Colaboraciones
Teocracia y ateocracia
29 julio, 2025 | Javier Úbeda Ibáñez
Ante la ofensiva laicista y las ideas ya lanzadas de reformar la Constitución Española de 1978 en un sentido aún más laico, hacia el modelo francés, podemos afirmar que hoy en España vivimos un momento de auge en la implantación de la ateocracia, término enormemente expresivo con que Charles-Humbert La Tour du Pin (1834-1924), uno de los grandes protagonistas del catolicismo social en Francia a finales del siglo XIX y principios del XX, designó lo que en realidad es todo un sistema de poder. Con su capacidad habitual para elaborar unas definiciones sumamente claras, indicó lo que es la teocracia y lo que es la ateocracia:
La teocracia es la forma de gobierno que reposa sobre la confusión de la sociedad religiosa y de la sociedad civil.

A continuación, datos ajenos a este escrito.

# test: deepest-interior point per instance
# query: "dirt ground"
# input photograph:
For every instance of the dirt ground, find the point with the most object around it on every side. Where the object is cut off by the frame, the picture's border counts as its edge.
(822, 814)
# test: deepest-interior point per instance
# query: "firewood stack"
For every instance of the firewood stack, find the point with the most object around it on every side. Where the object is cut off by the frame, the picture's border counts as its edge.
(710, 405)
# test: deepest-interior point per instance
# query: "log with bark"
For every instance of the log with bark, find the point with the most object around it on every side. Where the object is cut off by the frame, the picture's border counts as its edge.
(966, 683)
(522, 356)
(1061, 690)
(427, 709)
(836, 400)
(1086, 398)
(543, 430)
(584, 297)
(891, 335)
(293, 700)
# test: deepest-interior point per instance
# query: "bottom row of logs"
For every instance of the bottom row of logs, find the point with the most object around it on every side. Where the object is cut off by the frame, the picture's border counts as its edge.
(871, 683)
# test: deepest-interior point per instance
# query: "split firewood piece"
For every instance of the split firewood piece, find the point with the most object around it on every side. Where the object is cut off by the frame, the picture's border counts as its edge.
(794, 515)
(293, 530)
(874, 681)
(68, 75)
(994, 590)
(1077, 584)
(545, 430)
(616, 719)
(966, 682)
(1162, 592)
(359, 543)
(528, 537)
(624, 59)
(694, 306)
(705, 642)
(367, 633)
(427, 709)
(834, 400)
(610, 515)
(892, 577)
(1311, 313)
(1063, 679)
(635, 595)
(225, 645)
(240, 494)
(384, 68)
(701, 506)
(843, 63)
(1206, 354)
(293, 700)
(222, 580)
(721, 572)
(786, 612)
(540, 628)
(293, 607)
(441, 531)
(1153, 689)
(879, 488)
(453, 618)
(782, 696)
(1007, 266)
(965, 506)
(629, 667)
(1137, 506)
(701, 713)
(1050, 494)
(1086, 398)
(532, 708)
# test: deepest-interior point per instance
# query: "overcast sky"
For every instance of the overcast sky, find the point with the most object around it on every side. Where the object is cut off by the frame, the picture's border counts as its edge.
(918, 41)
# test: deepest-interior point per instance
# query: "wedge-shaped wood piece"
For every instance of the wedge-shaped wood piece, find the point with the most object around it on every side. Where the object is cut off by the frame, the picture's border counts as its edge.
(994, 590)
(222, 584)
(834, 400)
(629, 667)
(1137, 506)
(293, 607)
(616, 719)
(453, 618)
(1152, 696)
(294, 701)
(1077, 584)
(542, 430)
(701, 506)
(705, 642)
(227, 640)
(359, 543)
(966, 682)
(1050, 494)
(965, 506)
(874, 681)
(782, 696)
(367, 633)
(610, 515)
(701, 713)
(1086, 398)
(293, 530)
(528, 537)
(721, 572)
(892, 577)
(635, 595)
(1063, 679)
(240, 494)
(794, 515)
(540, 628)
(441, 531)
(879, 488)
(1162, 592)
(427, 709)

Esta confusión es más o menos acentuada en las sectas cristianas disidentes por no hablar del islamismo y de las religiones de la India, pero es rechazada por la doctrina católica. Y por su parte, de manera semejante al galicanismo que se impuso en la Francia moderna y al josefinismo en Austria, como formas teocráticas, es el mismo principio de divinización de la autoridad humana propio de las teocracias, el que produce hoy lo que se podrían llamar las ateocracias, es decir, los gobiernos que pretenden, en nombre de un derecho superior de la sociedad civil, negar, molestar o destruir la sociedad religiosa y tiranizar las conciencias (Charles-Humbert La Tour du Pin la Charce, Aphorismes de politique sociale, París, Nouvelle Librairie Nationale, 1913, 2ª ed, pp. 32-33).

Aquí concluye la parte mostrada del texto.